However, the first apparatus for IMRT delivery was a simple binary-type MLC that was developed for tomotherapy, in which the radiation is delivered slice-by-slice using rotational delivery of a fan beam in the manner of a CT scanner [16]. This was first implemented in the NOMOS MIMic, which delivers rotational IMRT beams in a serial fashion. This was the first commercial system for planning and delivering IMRT, with the first patient being treated in April 1994. Until around the year 2000, the MIMiC was the most commonly used clinical IMRT system in clinical practice. In 1993, Mackie et al. [17] proposed the concept of a rotational delivery of IMRT, where the couch and gantry are in continuous motion akin to a helical CT scanner. Later, this helical tomotherapy (in comparison with the serial tomotherapy of MIMiC) was commercialized in 2002, and went on to replace the MIMiC.
In linac-based IMRT using a MLC, various forms of intensity modulation can be achieved by the movement of a motordriven MLC under computer control. Most IMRT planning systems produce beam intensity maps via an optimization process. These intensity maps are then used in a process called ‘leaf sequencing’, in which an algorithm attempts to define the shapes (for either Static MLC-IMRT, i.e., ‘step-andshoot’, or ‘field-in-field’ mode involving the sequential delivery of radiation subfields that combine to deliver the desired fluence distribution) or trajectories (for Dynamic MLC-IMRT, i.e., the ‘sliding-window’ mode where the leaves move while the radiation is on) of the MLC leaves required to create a deliverable intensity distribution as close as possible to the distributions calculated by the optimization system.
In 1992, Convery and Rosenbloom [18] developed an outstanding ‘leaf sequencing’ approach that allowed arbitrary intensity profiles to be produced by a unidirectional ‘sweep’ motion of the MLC leaves from one side to the other. The proposed method was later used for the first MLC-based IMRT treatment [11]. Three research groups around world: the Karolinska group in Stockholm [19], the MSKCC group in New York [20], and the DKFZ group in Heidelberg [21], independently found almost the same simple analytical solution of the leaf trajectory problem, as originally defined and numerically solved by Convery and Rosenbloom [18], which is illustrated in Fig. 2. The best possible solution can be achieved if the tailing leaf (#1) shapes those parts of the intensity profile with a positive slope, and the leading leaf (#2) takes care of the negative slopes. Depending on the velocity profiles of the two leaves, the primary radiation delivered to each point along the path can be made to vary. This finding allows one to create the t1(x) and t2(x) trajectories easily and directly from the desired intensity profile. The leaf motion profiles x1(t) and x2(t) are then obtained by inverting t1(x) and t2(x), respectively (Fig. 2B).

3. First IMRT in Korea

IMRT became a hot topic in Korea at the turn of the 21st century. In August 2000, a new Siemens Primus linac equipped with a double-focused 54-leaf MLC and supporting segmental IMRT was installed at the Hallym University Hospital, and the feasibility of an intensity-modulated beam using ‘spreadsheet’ calculated multi-segmental fields was demonstrated. As a test piece, a painting of a woman from the Renaissance period was reproduced on X-ray film by the IMRT system (Fig. 3).
After the setting up and commissioning of the Siemens Primus linac, a Pinnacle3 treatment planning system with IMRT optimization (P3IMRT; ADAC Laboratory, Milpitas, CA, USA), and necessary QA procedures [22], the first Korean prostate cancer treatment was successfully performed on a patient in February 2002 [23] (Fig. 4).
In 2004, a conference contributing to the development of IMRT, the 14th International Conference on the Use of Computers in Radiation Therapy, was held in Seoul, Korea. Many renowned pioneers in the development of IMRT, including Drs. Brahme, Webb, Boyer, and Bortfeld, attended this meeting, and afterwards the use of IMRT quickly spread throughout Korea.

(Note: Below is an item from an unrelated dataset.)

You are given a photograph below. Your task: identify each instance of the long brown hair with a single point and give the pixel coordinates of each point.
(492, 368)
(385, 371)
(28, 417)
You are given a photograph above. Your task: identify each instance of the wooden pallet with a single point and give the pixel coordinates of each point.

4. Direct aperture optimization

In beamlet-based inverse planning, the optimization provides a distribution of the beamlet weights, also called an intensity map. After the optimization is complete, each intensity map is sequenced into a set of deliverable aperture shapes. By contrast, in aperture-based inverse planning, a set of deliverable apertures are included in the optimization, and the optimization parameters include aperture shapes, weights, or both. The optimized treatment plan does not require leaf sequencing, and thus is ready to deliver. Direct aperture optimization (DAO), which directly models the complex segment shapes and their corresponding beam-on time, was first adopted for step-and-shoot IMRT, and was solved with a simulated annealing optimization scheme [24]. After applying speed constraints for gantry rotation and MLC leaf motion, DAO provided a robust solution for intensity-modulated arc therapy (IMAT) [25]. Utilizing the freedom of the linac gantry rotation, arc therapy features much shorter treatment times than static IMRT, and single-arc delivery may be achieved by integrating progressive sampling during optimization [26].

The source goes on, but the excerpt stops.